Я закивала, вылетела на проспект и бросилась к ларьку стоящему прямо у входа в пафосное заведение. Голод терзал желудок, терпеть его укусы было невозможно.
– Дайте сосиску! – велела я торговке.
Та молча протянула мне ее, я проглотила хот-дог, порция показалась мизерной.
– Еще сарделечку, – воскликнула я, – нет, лучше две или даже три, и хлебушка побольше, можно с маслом. Ну что вы на меня уставились?
Продавщица выудила из кастрюли сардельки, потом со вздохом сказала:
– Лучше к врачу сходи!
– С какой стати?
– Уж, извини, конечно, – сморщила нос баба, – но, похоже, у тебя глисты!
Я сначала онемела от негодования, потом принялась возмущаться:
– С ума сошла! Что ты себе позволяешь! Какие глисты?
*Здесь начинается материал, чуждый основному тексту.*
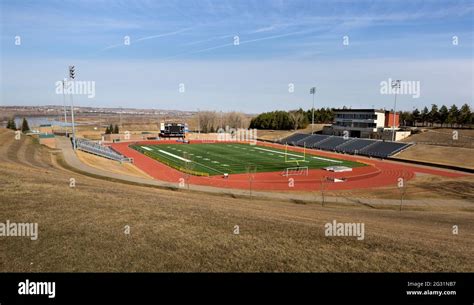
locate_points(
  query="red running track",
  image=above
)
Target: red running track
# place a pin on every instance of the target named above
(378, 173)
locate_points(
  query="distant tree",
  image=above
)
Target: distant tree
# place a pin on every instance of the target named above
(297, 118)
(453, 115)
(443, 115)
(24, 126)
(465, 115)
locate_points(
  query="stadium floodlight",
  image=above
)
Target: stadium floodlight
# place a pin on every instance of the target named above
(64, 104)
(72, 76)
(395, 85)
(313, 92)
(72, 72)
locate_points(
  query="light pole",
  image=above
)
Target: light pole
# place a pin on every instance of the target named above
(313, 92)
(64, 104)
(71, 78)
(396, 86)
(199, 125)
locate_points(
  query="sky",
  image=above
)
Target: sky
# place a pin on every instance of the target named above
(241, 55)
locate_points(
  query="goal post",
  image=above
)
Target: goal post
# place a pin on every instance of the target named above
(296, 171)
(294, 160)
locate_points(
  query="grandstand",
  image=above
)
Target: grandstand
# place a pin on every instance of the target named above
(100, 150)
(366, 147)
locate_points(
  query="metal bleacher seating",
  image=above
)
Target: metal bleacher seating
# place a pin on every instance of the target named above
(314, 140)
(367, 147)
(332, 142)
(295, 138)
(383, 149)
(100, 150)
(354, 145)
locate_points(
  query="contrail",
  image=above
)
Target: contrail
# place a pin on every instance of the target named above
(149, 37)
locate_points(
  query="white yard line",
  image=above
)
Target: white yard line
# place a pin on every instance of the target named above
(173, 155)
(279, 152)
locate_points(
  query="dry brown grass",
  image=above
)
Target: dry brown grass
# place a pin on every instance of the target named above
(111, 166)
(82, 228)
(456, 156)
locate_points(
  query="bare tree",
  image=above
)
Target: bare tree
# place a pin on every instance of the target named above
(296, 118)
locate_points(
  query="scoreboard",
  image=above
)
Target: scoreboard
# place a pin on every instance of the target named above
(172, 130)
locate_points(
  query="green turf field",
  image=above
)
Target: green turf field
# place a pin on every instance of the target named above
(219, 158)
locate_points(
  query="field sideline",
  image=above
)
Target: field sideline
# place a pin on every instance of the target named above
(234, 158)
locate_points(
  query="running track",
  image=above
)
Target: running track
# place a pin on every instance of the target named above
(377, 174)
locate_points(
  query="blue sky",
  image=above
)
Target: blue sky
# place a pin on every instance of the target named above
(280, 43)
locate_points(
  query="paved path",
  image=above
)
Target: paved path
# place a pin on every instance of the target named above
(72, 160)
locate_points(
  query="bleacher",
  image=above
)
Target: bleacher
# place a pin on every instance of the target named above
(100, 150)
(295, 138)
(366, 147)
(314, 140)
(383, 149)
(332, 142)
(354, 146)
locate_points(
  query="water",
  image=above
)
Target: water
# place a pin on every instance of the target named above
(37, 121)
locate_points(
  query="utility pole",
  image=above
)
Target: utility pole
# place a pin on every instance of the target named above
(313, 92)
(396, 86)
(71, 78)
(64, 104)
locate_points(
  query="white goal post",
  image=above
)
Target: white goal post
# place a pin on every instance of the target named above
(296, 171)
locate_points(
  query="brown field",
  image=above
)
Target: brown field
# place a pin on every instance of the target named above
(111, 165)
(82, 228)
(443, 137)
(456, 156)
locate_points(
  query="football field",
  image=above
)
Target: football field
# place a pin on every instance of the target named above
(209, 159)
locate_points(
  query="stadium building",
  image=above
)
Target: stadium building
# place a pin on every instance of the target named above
(365, 123)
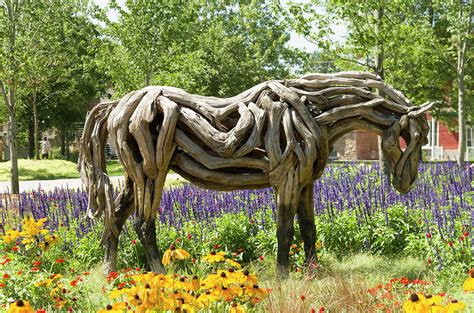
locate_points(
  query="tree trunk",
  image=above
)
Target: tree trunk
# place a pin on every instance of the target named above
(461, 115)
(12, 67)
(63, 142)
(31, 139)
(379, 70)
(462, 49)
(12, 141)
(36, 128)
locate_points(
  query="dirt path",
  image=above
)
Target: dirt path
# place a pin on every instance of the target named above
(71, 183)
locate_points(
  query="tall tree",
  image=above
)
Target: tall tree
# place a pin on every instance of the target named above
(60, 78)
(10, 26)
(421, 47)
(208, 48)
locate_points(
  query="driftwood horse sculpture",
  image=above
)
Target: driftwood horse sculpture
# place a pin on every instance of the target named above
(277, 134)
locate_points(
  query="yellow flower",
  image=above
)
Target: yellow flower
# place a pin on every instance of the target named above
(256, 291)
(114, 294)
(221, 278)
(118, 307)
(11, 235)
(245, 278)
(455, 306)
(431, 300)
(174, 254)
(20, 306)
(469, 283)
(51, 239)
(228, 293)
(415, 305)
(233, 263)
(437, 308)
(237, 308)
(208, 297)
(214, 257)
(195, 283)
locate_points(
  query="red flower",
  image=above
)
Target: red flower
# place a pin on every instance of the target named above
(372, 291)
(112, 276)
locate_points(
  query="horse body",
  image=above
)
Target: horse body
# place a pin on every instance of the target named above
(277, 134)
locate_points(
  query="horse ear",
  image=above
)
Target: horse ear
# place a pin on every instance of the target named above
(417, 111)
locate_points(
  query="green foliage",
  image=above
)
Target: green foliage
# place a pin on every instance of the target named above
(51, 169)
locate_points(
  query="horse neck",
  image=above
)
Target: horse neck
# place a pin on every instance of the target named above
(375, 116)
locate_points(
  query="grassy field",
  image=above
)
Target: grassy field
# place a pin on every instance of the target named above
(338, 285)
(50, 169)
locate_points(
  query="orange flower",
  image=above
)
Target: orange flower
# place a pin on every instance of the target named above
(174, 254)
(20, 306)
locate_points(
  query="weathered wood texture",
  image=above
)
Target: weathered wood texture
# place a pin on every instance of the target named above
(278, 134)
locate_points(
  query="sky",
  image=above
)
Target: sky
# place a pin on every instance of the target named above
(296, 40)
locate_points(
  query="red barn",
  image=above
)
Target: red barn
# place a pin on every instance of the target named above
(442, 144)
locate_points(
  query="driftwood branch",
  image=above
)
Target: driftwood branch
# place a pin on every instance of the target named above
(278, 134)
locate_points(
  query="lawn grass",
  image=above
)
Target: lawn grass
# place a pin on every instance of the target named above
(50, 169)
(338, 285)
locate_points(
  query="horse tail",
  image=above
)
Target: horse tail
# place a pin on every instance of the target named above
(92, 165)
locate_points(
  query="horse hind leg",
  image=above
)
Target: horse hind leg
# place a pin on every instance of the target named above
(306, 223)
(124, 206)
(145, 223)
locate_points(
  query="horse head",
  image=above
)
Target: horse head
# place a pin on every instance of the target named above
(413, 129)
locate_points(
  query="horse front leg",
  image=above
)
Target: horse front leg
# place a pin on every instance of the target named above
(285, 233)
(145, 226)
(146, 231)
(306, 222)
– А хрен его знает! Солитер, то есть цепень!
– Офигела? – закричала я, роняя сосиску и одновременно забыв о необходимости изъясняться литературным языком.
– Просто совет даю. Я видела, как ты в ресторан зашла, у окна села, долго там проваландалась, значит, поела от души, – ворковала «сосисочница», – потом вышла и ко мне! Разве ж здоровый человек столько жрать станет?
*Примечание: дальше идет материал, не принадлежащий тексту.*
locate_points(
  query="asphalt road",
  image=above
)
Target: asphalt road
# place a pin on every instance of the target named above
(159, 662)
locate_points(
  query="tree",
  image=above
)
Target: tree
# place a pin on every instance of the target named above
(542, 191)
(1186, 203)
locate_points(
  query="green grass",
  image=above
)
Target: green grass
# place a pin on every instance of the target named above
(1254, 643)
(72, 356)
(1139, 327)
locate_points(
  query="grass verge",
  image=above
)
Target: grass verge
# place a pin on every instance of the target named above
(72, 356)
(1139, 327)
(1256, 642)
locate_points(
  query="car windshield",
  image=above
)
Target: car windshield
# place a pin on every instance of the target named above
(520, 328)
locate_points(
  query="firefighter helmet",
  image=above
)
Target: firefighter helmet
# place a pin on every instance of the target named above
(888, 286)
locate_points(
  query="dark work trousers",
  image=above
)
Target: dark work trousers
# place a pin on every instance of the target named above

– Прекратите! – заорала я и отбросила в сторону аппетитную булку.
Отчего-то мне совершенно расхотелось есть.
– Не переживай, – утешила меня баба, – подумаешь, червяки, эка невидаль, у кого их не было. Скажи спасибо, что не какая-нибудь зараза вроде собачанки.
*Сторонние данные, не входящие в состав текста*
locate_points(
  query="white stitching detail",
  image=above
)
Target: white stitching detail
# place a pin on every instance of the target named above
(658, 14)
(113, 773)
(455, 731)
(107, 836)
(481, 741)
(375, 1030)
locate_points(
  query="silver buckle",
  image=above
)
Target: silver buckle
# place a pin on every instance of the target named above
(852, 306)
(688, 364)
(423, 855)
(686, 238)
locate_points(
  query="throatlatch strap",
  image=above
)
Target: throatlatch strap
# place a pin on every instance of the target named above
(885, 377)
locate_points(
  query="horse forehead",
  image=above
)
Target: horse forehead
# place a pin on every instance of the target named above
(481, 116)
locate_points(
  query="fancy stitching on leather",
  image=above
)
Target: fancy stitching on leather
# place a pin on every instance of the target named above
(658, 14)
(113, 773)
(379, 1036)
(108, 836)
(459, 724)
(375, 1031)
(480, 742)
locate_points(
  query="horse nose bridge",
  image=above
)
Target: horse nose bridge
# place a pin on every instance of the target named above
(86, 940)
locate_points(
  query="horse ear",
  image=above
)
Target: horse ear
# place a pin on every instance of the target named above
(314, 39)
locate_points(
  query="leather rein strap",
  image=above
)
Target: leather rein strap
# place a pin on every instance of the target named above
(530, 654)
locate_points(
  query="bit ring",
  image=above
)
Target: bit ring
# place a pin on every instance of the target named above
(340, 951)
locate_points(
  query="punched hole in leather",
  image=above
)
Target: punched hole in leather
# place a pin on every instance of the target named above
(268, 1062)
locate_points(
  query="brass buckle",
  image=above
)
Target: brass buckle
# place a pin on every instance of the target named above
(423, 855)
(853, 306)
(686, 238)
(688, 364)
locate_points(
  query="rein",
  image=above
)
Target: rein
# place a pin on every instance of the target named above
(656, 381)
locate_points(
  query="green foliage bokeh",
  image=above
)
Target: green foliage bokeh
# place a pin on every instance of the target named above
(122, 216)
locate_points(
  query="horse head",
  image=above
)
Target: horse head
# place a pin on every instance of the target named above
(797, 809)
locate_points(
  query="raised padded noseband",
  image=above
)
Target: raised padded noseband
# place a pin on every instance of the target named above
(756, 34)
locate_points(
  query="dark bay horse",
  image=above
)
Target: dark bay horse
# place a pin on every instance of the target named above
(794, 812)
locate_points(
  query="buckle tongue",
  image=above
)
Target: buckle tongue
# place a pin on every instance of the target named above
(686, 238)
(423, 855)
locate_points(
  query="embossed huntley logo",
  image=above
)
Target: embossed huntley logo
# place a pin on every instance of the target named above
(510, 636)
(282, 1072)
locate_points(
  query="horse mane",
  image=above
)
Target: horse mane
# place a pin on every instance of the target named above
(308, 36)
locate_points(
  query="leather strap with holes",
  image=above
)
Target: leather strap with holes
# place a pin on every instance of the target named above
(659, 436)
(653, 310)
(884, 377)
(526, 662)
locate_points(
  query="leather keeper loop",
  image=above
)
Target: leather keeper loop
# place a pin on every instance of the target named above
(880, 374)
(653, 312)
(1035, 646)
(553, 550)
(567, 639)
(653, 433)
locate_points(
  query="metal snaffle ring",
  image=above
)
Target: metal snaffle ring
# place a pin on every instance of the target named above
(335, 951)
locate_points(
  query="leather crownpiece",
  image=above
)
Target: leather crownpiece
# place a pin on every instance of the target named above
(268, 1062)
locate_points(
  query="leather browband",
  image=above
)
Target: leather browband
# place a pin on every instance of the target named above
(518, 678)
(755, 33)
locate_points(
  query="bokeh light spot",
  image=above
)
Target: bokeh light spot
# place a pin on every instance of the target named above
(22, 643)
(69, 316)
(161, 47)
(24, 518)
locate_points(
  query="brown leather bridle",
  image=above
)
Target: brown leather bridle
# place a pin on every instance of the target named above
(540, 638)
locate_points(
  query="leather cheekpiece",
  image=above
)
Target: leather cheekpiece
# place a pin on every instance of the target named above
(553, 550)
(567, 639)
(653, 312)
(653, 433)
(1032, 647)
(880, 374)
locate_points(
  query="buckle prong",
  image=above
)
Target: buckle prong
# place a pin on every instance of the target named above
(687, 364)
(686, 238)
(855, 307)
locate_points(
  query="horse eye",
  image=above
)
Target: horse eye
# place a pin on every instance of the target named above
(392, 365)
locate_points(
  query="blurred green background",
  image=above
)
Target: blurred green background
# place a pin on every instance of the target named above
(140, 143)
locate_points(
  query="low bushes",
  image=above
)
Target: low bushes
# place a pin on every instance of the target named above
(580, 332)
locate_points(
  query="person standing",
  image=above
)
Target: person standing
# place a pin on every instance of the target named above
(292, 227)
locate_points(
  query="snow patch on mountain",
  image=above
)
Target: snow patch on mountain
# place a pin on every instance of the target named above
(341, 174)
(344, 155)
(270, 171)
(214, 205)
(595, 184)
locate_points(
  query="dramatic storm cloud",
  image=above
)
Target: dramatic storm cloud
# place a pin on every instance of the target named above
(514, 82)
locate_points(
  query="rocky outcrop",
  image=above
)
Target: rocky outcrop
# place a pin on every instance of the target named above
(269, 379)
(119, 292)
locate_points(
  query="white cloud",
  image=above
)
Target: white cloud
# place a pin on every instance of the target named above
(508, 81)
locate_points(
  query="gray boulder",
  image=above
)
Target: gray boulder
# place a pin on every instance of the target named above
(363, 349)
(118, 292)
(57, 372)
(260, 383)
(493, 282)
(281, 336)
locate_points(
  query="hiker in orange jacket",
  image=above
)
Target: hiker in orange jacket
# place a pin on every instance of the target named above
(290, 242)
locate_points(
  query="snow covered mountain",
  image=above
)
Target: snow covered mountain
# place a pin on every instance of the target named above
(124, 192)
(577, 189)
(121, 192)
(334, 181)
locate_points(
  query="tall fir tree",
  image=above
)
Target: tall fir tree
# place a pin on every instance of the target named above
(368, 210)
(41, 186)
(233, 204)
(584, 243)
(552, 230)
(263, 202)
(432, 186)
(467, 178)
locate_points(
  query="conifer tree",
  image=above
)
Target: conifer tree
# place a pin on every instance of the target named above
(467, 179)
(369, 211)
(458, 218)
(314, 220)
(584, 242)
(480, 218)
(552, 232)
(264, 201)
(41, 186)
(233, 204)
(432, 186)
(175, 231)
– Собачанка? – в недоумении повторила я. – Это еще что?
– Болезнь такая, жуть смотреть, – охотно пояснила торговка, – когда я еще у матери в деревне жила, у нас одна заболела, ну е мое, во что лицо превратилось!
– Наверное, волчанка, – поправила я, – ты не правильно называешь болезнь.
– Собачанка!
– Волчанка!
– Собачанка!!! Отлично помню! Приходила бабка заговаривать заразу и пояснила, от собак дрянь приходит, лизнут в лицо, и готово, отсюда и название, собачанка!
– Ты путаешь, волчанка!
– Это почему же ее так назвали?
– Не знаю, – ответила я, – отчего оспу оспой именуют, а холеру холерой? Придумали так.
– Вот и нет, – торжествующе объявила баба, – собачанка, потому что от собак. Ладно, недосуг болтать, эй, мужчина, вам чего?
– Сосиску с кетчупом, – раздалось за моей спиной.
Продавщица повернулась к кастрюле, а я пошла к метро. Злость на Гри куда-то испарилась, от голода, хоть мне практически ничего не удалось съесть, не осталось и следа.
Дом, в котором мне через некоторое время предстояло жить, находился почти у самого леса. Я, ехавшая сначала в душном, пропахшем потом вагоне метро, а потом в набитой до упора маршрутке, полной грудью вдохнула свежий воздух, наполненный ароматом чего-то цветущего.
Через секунду стало понятно, что так замечательно пахнет: большой куст, вольготно росший у подъезда. Риелторша оказалась права, никакой дачи при наличии такой квартиры не потребуется, деревья окружали здание со всех сторон. Кузьминки, где я раньше жила, тоже радовали глаз зеленью, но она была чахлой, какой-то несчастной, покрытой липкой, серо-желтой пылью. Здесь же на одной из веток, запрокинув голову, заливалась счастливым щебетом маленькая птичка с ярким оперением, явно лесная жительница, в центральных районах Москвы остались только воробьи, голуби и вороны, впрочем, еще есть мухи.